Segmenting rules are
hard-coded in bitext2tmx ('; ', ' : ', '? ' and '! '
from what I have seen
in the source code), and exceptions (i.e., Ms., etc.)
cannot be used.
It would be nice for bitext2tmx to offer the
possibility of editing segmenting rules.
Logged In: YES
user_id=1111672
I agree.
User configurable segmentation rules should be put in place.
An SRX implementation is one possibility.
Logged In: YES
user_id=1111672
Originator: NO
Okay, already noted from another tracker issue. Segmentation rules will be implemented towards version 1.0.
Raymond
I will add that for the segmentation rules, it would be very useful if it was possible to specify a user-defined binary sequence. Or at least allow the user to specify a custom list of symbols which represent common binary/non-printable characters.
For example, I have a file that I generated by dumping a column out of an Excel file into a text file. The lines are thus separated by 'Carriage Return' 'Newline' (i.e. Hex '0D0A'. It is a standard DOS text file line separator format but bitext2tmx gets confused and can't distinguish the different lines of text correctly even if I select 'Split by Line Feed'.
When I select the 'Split by Line Feed' option, I get various blank lines added in different sequence locations in my Source and Target lists and so I can't create a valid tmx file because the text in the Source and Target do not line up.
Adding segmentation rules is the way to specific how to handle special sequences of characters in the form of regular expressions.
Adding binary sequences is moot when you have regular expressions. Thus being concerned about line ending, carriage returns, line feeds, and so forth would be taken care of, along with many other possibilities.
In regard to "split by line feed", that option does exactly what it says. It splits on the line feeds that are in your texts. If you have line feeds all over the place then you will get new rows. This is the way it is supposed to work.

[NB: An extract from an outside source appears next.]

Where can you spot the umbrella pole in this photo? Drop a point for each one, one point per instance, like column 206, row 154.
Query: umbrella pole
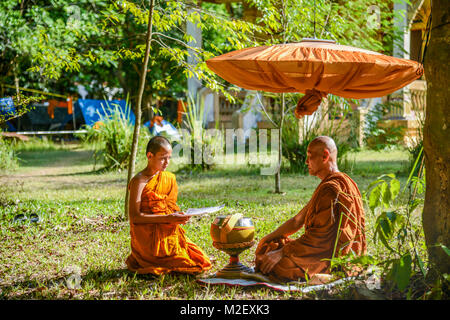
column 280, row 142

Note: bitext2tmx is not supposed to automagically do all your work for you to create a TMX. It tries to align as best it can, but hardly anyones text is perfect for this (garbage in equals garbage out). That is why you are able to edit after it "attempts" to align segments. Anyway, you are expected to check the alignments by eye and ensure that things are correct before exporting to TMX. If you can't create a valid TMX with B2T it is because you have not done the work to produce one.